Ridevano in Emilia gli uomini del malaffare così come hanno riso tre anni prima i due affaristi della cricca della ricostruzione de L’Aquila, passati alla storia per le risate sui morti e sui possibili affari da concludere con i cadaveri ancora sotto le macerie. Sintomi di un paese che non impara dal passato. Memori di quanto accaduto a L’Aquila in Emilia avrebbero dovuto porre più attenzione. Così non è stato. Perché sotto il cappello dell’emergenza le regole diventano un fardello di cui liberarsi. Il metodo classico italiano ha garantito alle ditte della ‘ndrangheta emiliana di giocare un ruolo cruciale fin dall’inizio. I primi report degli investigatori sulla presenza dei camion delle cosche impegnati a raccogliere i detriti nei paesi della bassa modenese risalgono a pochi mesi dopo le scosse. Uno dei documenti più significativi riportava il dato della massa spostata dai mezzi della ‘ndrangheta: più della metà dei calcinacci è stata trasportata da aziende della cosca più potente in regione, quella che fa capo alla famiglia Grande Aracri, espressione massima della ‘ndrangheta emiliana, originaria di Cutro, provincia di Crotone ma stabilmente operativa tra Reggio Emilia, Modena, Parma e Piacenza.

Il 7 novembre dello stesso anno accadono molte cose degne di nota. La prima è lo smantellamento dell’ultima tendopoli presente, segnale positivo per il territorio che ambiva alla ripartenza immediata. Il secondo fatto, tuttavia, andava in senso contrario: la notte precedente, a Reggiolo, una decina di camion per il movimento terra sono stati bruciati nel parcheggio della ditta. Nello stesso periodo, poi, nel silenzio più totale decine di società erano state colpite da interdittive del prefetto di Reggio Emilia, alcune lavoravano già nella ricostruzione altre ambivano a farlo.

SISTEMA

In tutta la regione nel 2020 sono state emesse 235 provvedimenti interdittivi dalle prefetture di ogni capoluogo. Il dato ha catapultato l’Emilia Romagna ai primi posti di questa classifica, che è indicatore di un radicamento profondo delle mafie imprenditoriali. Tra il 2009 e il 2014, gli anni del terremoto, della ricostruzione e dell’inizio dell’inchiesta Aemilia sulla ‘ndrangheta emiliana solo la prefettura di Reggio Emilia aveva emanato 61 interdittive per aziende che lavoravano nel territorio reggiano. Il 90 per cento erano ditte del network ‘ndrangheta. Oggi, come rivelato da Domani nella prima puntata, i numeri sono maggiori. Tuttavia quei provvedimenti erano stati una rivoluzione per il territorio. E avevano corroborato il materiale già in mano alla procura antimafia di Bologna che indagava sul clan Grande Aracri.

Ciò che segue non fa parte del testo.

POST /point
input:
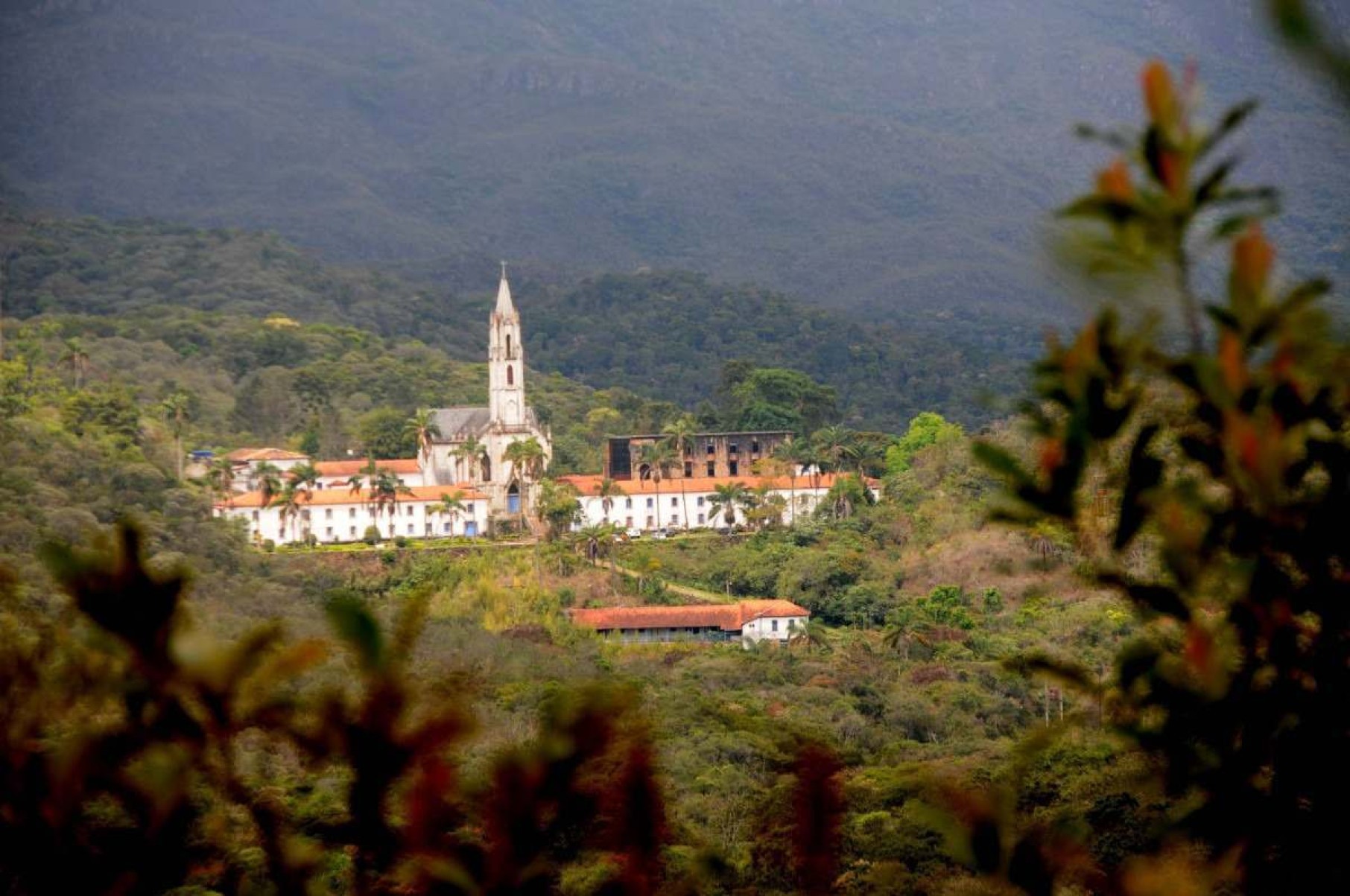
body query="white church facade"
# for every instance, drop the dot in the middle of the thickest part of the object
(470, 444)
(469, 480)
(462, 483)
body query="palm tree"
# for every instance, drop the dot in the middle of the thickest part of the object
(269, 480)
(77, 357)
(793, 455)
(726, 498)
(450, 506)
(811, 635)
(608, 490)
(304, 475)
(174, 409)
(763, 506)
(679, 436)
(597, 540)
(656, 458)
(289, 500)
(423, 427)
(385, 493)
(836, 445)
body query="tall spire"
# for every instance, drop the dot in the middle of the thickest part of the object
(504, 304)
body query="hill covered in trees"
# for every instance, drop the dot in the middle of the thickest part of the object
(861, 154)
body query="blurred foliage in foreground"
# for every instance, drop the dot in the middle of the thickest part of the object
(151, 786)
(1235, 478)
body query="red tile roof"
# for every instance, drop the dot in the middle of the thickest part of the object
(352, 467)
(728, 617)
(420, 495)
(588, 485)
(244, 455)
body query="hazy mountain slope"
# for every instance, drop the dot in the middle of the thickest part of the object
(861, 153)
(660, 335)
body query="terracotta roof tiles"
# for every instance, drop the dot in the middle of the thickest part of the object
(728, 617)
(352, 467)
(320, 497)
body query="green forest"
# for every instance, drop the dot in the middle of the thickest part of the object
(1098, 646)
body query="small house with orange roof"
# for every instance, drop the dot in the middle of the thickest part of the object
(689, 503)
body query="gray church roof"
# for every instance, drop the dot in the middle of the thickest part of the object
(460, 422)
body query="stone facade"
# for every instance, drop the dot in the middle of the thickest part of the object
(716, 454)
(489, 430)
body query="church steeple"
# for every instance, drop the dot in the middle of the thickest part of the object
(505, 360)
(504, 304)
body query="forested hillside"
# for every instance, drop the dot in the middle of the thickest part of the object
(861, 154)
(665, 337)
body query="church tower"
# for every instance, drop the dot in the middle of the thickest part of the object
(505, 362)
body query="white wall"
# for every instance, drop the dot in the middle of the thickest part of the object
(770, 628)
(673, 509)
(332, 524)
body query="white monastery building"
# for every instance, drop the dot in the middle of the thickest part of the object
(465, 463)
(462, 483)
(748, 621)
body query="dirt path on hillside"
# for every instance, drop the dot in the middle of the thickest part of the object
(706, 597)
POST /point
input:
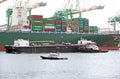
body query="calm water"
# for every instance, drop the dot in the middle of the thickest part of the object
(78, 66)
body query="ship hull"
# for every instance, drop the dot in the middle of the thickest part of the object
(106, 42)
(42, 49)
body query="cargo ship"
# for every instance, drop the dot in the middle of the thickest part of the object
(24, 46)
(57, 29)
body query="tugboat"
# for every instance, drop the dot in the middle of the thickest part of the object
(54, 56)
(89, 46)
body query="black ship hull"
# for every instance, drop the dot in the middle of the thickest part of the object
(43, 49)
(53, 58)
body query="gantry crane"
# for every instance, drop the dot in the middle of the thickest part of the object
(114, 20)
(68, 10)
(17, 15)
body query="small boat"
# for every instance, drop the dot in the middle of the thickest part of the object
(53, 56)
(89, 47)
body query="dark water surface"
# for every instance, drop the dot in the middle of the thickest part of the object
(78, 66)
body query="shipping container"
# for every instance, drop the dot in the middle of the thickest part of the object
(37, 21)
(58, 21)
(35, 17)
(37, 28)
(49, 29)
(37, 24)
(26, 26)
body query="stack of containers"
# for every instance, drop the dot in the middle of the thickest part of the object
(86, 25)
(74, 25)
(81, 25)
(93, 29)
(58, 24)
(37, 22)
(49, 24)
(64, 25)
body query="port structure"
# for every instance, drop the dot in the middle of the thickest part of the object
(17, 15)
(68, 9)
(114, 20)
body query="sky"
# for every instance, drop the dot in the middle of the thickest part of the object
(96, 17)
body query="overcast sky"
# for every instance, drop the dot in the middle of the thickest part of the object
(97, 17)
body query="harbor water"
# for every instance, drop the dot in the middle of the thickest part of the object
(78, 66)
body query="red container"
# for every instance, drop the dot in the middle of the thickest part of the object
(58, 21)
(49, 30)
(36, 17)
(37, 24)
(64, 23)
(64, 29)
(49, 21)
(81, 28)
(26, 26)
(92, 31)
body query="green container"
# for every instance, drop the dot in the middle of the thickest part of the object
(81, 31)
(37, 21)
(37, 28)
(80, 26)
(49, 24)
(58, 30)
(86, 28)
(49, 18)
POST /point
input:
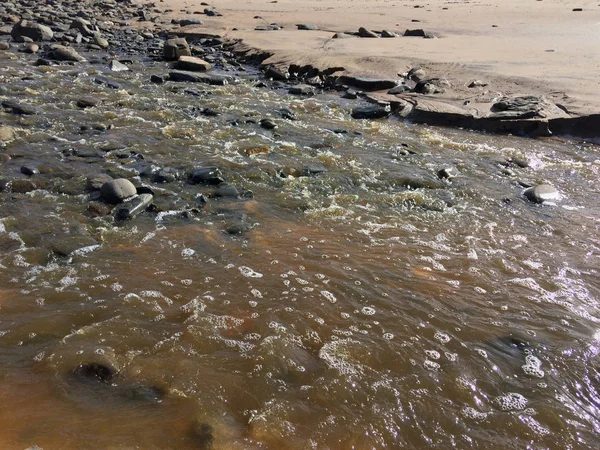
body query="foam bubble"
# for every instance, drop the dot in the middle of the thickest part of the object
(511, 402)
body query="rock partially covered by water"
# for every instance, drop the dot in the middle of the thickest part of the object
(207, 175)
(62, 53)
(541, 193)
(31, 30)
(175, 48)
(133, 206)
(370, 112)
(115, 191)
(192, 63)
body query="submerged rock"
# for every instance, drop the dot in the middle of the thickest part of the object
(541, 193)
(115, 191)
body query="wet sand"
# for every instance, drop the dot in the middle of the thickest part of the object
(517, 48)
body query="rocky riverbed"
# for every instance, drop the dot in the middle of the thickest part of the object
(196, 254)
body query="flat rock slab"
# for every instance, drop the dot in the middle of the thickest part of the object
(194, 77)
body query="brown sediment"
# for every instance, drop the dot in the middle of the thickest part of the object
(539, 49)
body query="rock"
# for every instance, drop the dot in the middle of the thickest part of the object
(30, 170)
(95, 182)
(268, 124)
(117, 66)
(416, 74)
(87, 102)
(29, 48)
(103, 372)
(133, 206)
(195, 77)
(541, 193)
(447, 173)
(31, 30)
(20, 108)
(307, 26)
(366, 84)
(115, 191)
(187, 22)
(302, 89)
(207, 175)
(62, 53)
(192, 63)
(159, 79)
(363, 32)
(6, 133)
(98, 79)
(202, 434)
(175, 48)
(400, 89)
(370, 112)
(226, 191)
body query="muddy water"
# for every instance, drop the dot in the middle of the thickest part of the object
(370, 305)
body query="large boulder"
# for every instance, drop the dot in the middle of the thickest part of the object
(115, 191)
(31, 30)
(175, 48)
(192, 63)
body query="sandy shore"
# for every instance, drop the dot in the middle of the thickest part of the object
(516, 47)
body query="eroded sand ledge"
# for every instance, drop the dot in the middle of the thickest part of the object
(515, 48)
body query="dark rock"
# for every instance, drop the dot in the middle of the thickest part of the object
(192, 63)
(202, 434)
(363, 32)
(146, 394)
(159, 79)
(115, 191)
(194, 77)
(226, 191)
(34, 31)
(62, 53)
(20, 108)
(98, 79)
(96, 182)
(447, 173)
(174, 48)
(133, 206)
(87, 102)
(366, 84)
(307, 26)
(541, 193)
(370, 112)
(187, 22)
(117, 66)
(268, 124)
(302, 89)
(30, 170)
(207, 175)
(96, 371)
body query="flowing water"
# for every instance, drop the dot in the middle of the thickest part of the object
(370, 305)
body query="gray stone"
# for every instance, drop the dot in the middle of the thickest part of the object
(174, 48)
(31, 30)
(62, 53)
(133, 206)
(370, 112)
(193, 64)
(363, 32)
(541, 193)
(115, 191)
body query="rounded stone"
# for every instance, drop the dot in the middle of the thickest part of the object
(541, 193)
(115, 191)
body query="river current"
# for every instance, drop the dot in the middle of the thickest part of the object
(368, 305)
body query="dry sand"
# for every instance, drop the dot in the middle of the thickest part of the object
(517, 46)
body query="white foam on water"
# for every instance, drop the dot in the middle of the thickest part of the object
(511, 402)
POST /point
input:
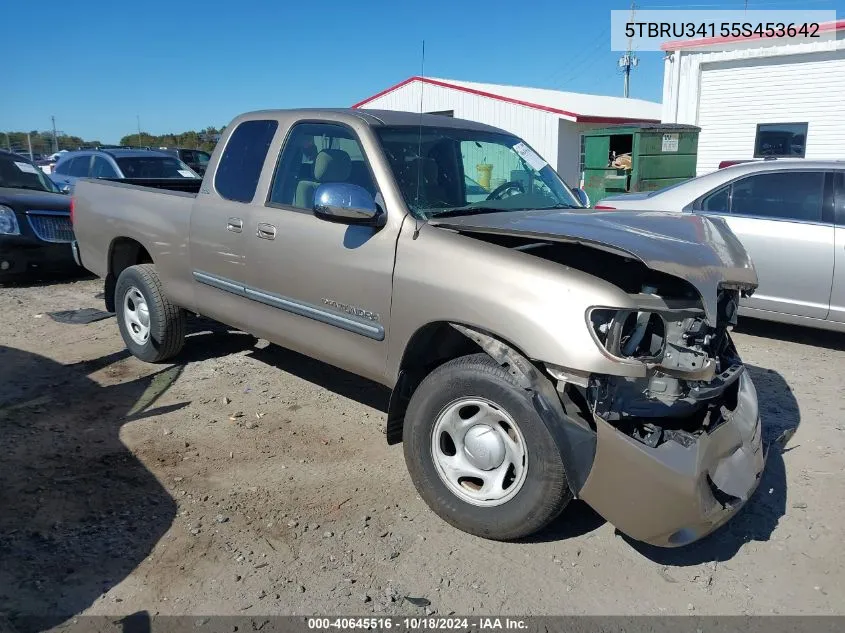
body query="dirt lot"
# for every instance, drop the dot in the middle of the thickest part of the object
(250, 480)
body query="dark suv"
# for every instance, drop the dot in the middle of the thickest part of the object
(35, 228)
(196, 159)
(117, 163)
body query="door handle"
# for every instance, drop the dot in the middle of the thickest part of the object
(266, 231)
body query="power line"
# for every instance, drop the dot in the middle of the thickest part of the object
(580, 57)
(629, 61)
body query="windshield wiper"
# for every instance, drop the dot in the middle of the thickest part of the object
(561, 205)
(470, 210)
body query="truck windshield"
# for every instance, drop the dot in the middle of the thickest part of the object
(154, 167)
(453, 171)
(18, 173)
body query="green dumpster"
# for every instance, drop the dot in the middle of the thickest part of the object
(637, 157)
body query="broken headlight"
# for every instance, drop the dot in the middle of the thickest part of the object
(630, 334)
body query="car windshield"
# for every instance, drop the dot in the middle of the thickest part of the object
(154, 167)
(17, 172)
(451, 171)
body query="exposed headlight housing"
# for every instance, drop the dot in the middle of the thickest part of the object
(629, 334)
(8, 221)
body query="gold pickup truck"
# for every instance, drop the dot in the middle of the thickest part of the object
(536, 350)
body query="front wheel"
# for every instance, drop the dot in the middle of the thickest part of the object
(152, 328)
(479, 454)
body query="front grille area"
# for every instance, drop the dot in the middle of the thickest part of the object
(51, 226)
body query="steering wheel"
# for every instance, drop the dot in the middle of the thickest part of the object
(497, 193)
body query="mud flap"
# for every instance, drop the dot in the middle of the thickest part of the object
(575, 441)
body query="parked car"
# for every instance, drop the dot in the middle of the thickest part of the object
(35, 228)
(536, 351)
(196, 159)
(790, 215)
(130, 164)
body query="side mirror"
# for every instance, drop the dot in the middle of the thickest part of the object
(346, 203)
(582, 196)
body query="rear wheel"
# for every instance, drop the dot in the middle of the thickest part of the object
(479, 454)
(152, 328)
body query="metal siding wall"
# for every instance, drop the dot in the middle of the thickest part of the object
(727, 93)
(736, 96)
(539, 129)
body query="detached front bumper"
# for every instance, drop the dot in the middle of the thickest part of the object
(683, 489)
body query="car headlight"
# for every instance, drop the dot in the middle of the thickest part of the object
(629, 334)
(8, 221)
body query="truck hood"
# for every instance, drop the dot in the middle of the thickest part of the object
(701, 250)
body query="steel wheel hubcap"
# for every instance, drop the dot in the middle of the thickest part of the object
(136, 315)
(479, 452)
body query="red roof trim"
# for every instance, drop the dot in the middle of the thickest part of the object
(675, 45)
(579, 118)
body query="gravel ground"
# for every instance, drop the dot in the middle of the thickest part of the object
(247, 479)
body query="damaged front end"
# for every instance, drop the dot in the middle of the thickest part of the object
(679, 449)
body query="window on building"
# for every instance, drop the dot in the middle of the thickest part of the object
(240, 166)
(781, 140)
(317, 153)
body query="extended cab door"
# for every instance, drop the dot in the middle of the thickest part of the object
(219, 236)
(322, 288)
(778, 216)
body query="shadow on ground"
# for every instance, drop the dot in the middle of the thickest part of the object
(35, 280)
(326, 376)
(79, 511)
(755, 522)
(758, 519)
(792, 333)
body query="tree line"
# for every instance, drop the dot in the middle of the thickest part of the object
(203, 139)
(42, 141)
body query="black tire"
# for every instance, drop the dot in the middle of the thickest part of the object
(167, 321)
(545, 491)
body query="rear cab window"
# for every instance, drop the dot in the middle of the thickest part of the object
(243, 159)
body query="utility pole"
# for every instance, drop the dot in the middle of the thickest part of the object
(629, 61)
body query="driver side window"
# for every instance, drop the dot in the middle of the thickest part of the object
(317, 153)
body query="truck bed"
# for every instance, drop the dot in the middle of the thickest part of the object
(155, 215)
(188, 185)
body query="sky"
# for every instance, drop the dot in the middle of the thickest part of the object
(197, 63)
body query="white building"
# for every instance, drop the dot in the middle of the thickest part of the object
(757, 98)
(549, 120)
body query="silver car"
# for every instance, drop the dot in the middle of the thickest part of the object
(790, 216)
(117, 163)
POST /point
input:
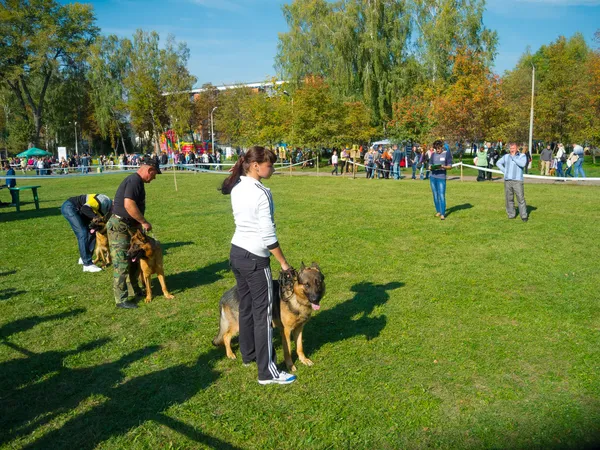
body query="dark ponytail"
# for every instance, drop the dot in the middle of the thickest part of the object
(252, 155)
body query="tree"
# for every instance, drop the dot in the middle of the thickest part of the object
(176, 83)
(108, 66)
(443, 27)
(357, 46)
(562, 92)
(203, 104)
(145, 101)
(38, 38)
(412, 118)
(469, 109)
(317, 116)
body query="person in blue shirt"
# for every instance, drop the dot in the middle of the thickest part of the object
(11, 182)
(439, 162)
(512, 165)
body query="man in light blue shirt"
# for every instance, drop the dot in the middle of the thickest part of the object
(512, 165)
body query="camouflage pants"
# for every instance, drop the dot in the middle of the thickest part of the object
(124, 272)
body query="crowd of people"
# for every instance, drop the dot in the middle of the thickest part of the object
(386, 161)
(49, 165)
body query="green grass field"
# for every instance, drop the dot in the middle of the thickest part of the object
(475, 332)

Per frenare l’attività della prefettura guidata all’epoca da Antonella De Miro la ‘ndrangheta aveva creato una struttura dedicata a occuparsi di rispondere mediaticamente a quello che loro consideravano un attacco frontale dello stato. I capi mafia, seguiti da professionisti dell’informazione, hanno fatto interviste e uscite pubbliche per ribadire un concetto: le ditte colpite erano discriminate solo perché i titolari erano originari della Calabria. In questo sistema di difesa la ‘ndrangheta aveva coinvolto anche politici di centro destra e centro sinistra.

La ‘ndrangheta, dunque, non aveva intenzione di rinunciare al business del momento: la ricostruzione post terremoto. E spesso ha trovato le porte dei cantieri spalancate.